Given that nonprofits often supplement existing government entities, Westchester County Executive George Latimer, stressed the importance of partnerships to harness the skills of such organizations.
“We understand that it is partnership that moves things forward. And in those partnerships, the private sector or organized corporate and individual philanthropy, there is a role that the government plays and there is a role that the not-for-profit community plays,” he said in his remarks at the event. “What we strive for in Westchester is the partnership, not necessarily dominated by the government, but assisted by practical working together.”
Latimer also highlighted the sector’s vast areas of expertise and proximity to the public, both vital to assessing feedback.
“We need to rebuild the bridge. We know we don't have that expertise in house. So we go externally to project out. That's the same mindset that we view our relationships with not-for-profit organizations, that we could not deliver the services that we have to deliver by doing it ourselves,” said Latimer. “Not because our people aren't talented, but the specific expertise that nonprofit organizations, properly structured, can deliver, does on contract and does it better than we can do.” Latimer also pointed to the importance of adapting to technological changes which drive major shifts within the operational landscape of nonprofits.
Panelist Heath Bloch, CEO of Andrus, pointed to increasing transparency when facing workforce challenges in nonprofits. “One of the things that we found was promoting transparency begins to solve some of the workforce challenges,” said Bloch. “By bringing data, where each staff member is ensured that we're all looking at that same data element … [digital transformation] is bringing in a business intelligence tool and partnerships with the private sector to help us become as efficient in using data to make decisions.”
Panelist Corinna Creedon, managing director of FORVIS, noted that central to streamlining practices from communication to technology use, was the importance of building intentional processes. “I think that coming out [of] COVID – everyone was trying to duct tape a solution. And so now, what we're finding is our clients, they are having a little bit of time to catch up and be more reflective and intentional about strategy for digital transformation,” Creedon said.
Creedon continued that this intentional planning must follow within organizational infrastructures to create effective strategies, in addition to thoughtful engagement with stakeholders, both in management and leadership to assess various responses to change.
“Ultimately, we talk a lot about this in our brainstorming, automation and technology,” Creedon stated. “And that modernization is really the best route to ensuring that the execution of the procedures that are needed, in order to be able to make sure that you're in alignment with your policies and permission are accurate or dependable, but you need to make sure that you are thoughtful about it.”

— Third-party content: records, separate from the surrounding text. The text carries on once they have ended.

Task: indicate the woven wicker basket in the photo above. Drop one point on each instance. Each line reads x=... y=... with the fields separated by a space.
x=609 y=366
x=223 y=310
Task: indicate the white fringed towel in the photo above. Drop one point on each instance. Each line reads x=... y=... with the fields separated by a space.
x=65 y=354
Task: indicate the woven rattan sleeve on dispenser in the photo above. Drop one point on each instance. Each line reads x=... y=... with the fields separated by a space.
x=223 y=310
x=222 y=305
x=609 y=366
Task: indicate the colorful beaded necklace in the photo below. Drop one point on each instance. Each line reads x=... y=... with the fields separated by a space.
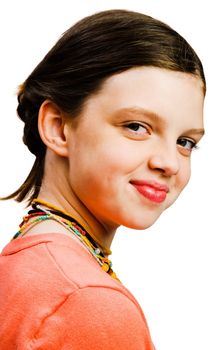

Regarding fundraising, developing fundraising training with board members and increasing accountability were among best practices highlighted by panelist Damian Travier, executive director of Access Psychology Foundation.
“I think it's important to be very intentional about how you engage the board to help them do the best they can to serve you and your bottom line. Another thing that's very important around board members and fundraising is to have their personal commitment,” Travier said. “How do you make sure that they feel responsible for helping you raise the money that's essential for your bottom line for your organization to move forward? You want your board members to be advocates for you, in all of their spaces.”
Building rapport remained important when raising diversity and equity concerns across nonprofit leadership – from choosing board members to instilling a cultural shift within organizations.
“From a work perspective, diversity, equity, inclusion is very intentional, we are intentional about making sure that our work is racially diverse,” Travier explained. “Diverse from any industry in talent perspective, dealing with diverse perspectives – that diversity really lends to robust thought and robust leadership and stewardship of the organization. I think it's important to show that everybody's still engaged and has a voice in the room.”